In 1996, I spent two hours immersed in a special Paul Cézanne exhibit at the Philadelphia Museum of Art: 100 oil paintings, 35 watercolors, and 35 drawings from public and private collections. Twenty years later, I was immersed again.
I wanted to visit Provence, and, among all the lovely options, Aix-en-Provence offered exactly the right combination of culture, history, beauty, and size for a quick three day trip. Most important, it also offered Cézanne.
Aix, as it’s called, has a population of a little more than 140,000. With an average of 300 sunny days a year and temperatures that typically range from the low of 41°F/5°C in January to the high of 74°F/23°C in July, it’s mild and delightful. Unfortunately, there was a heat wave going on during my visit, but that didn’t hamper my explorations or pleasure.
Cézanne grew up in Aix and after various stints away, settled back into the city. A fun and informative guided walking tour took me to some of the schools, churches, homes, and other places connected to his life. The city also offers an extensive self-guided walking tour marked by a “C” sign on the sidewalks with 32 stops in the city center and a great brochure providing highlights of each stop.
Separately, I walked up Lauves Hill to the Terrain des Peintres—a vantage point on the hillside where Cézanne painted one of his favorite subjects: Mont Sainte-Victoire. Reproductions of his paintings line the terrace, creating an outdoor museum with views of the famous mountain. The walk was definitely worth it. It was amazing to stand where Cézanne himself gazed, sat, and painted. With at least 87 known oil and watercolor paintings of the mountain, he surely spent a lot of time there.
On my return toward the town center, a little lower on the hill, I stopped at his studio—Atelier de Cézanne. The second-floor, one-room studio is bright, with a glorious window that welcomes the light.
The studio is filled with original objects—items from his still lifes, work equipment, outer wear, and furniture. Print and digital pictures of his paintings show how the various objects are represented in his paintings. After the guide’s brief talk, there was time to explore on our own. My favorite items were the three real skulls. Utilitarian yet haunting. I could imagine Cézanne holding each one, staring into the face and caressing the smooth, curved top.

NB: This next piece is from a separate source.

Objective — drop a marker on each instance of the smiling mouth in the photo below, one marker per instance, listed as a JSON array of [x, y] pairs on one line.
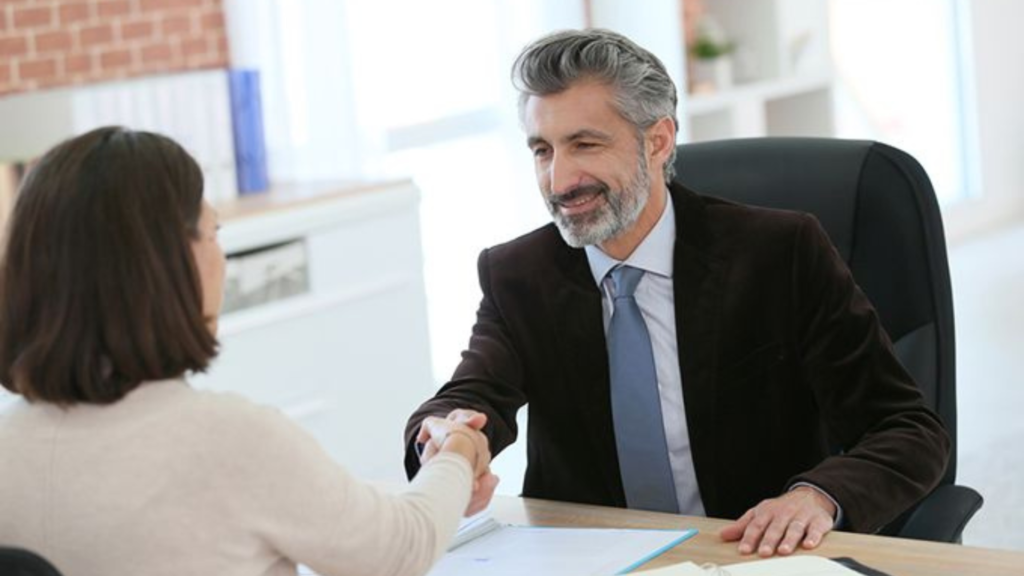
[[578, 200]]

My visit was the last tour of the day, so as the group thinned, I enjoyed more space and tranquility. I tried to absorb and channel any creative energy emanating from the surrounds. I also tried to visualize Cézanne in his studio. Thinking. Organizing. Painting. I could picture him engrossed in his craft, with rays of sun warming his back and illuminating the blossoming genius on the canvas.
By the end of my visit, I had achieved something unexpected. I felt like I understood more about Cézanne the person. His intensity. Focus. Drive. Dedication. All that being even more impressive upon learning that his art wasn’t appreciated during his lifetime. Still, he stayed true to himself and the Post-Impressionist style he created. I appreciate that almost as much as I do his art.
There is something to be said about experiencing someone’s environment in order to understand that person better. (That’s a lesson we could use in today’s world.) And so, I highly recommend immersing yourself in Cézanne’s world—his artwork and Aix-en-Provence. You won’t be disappointed.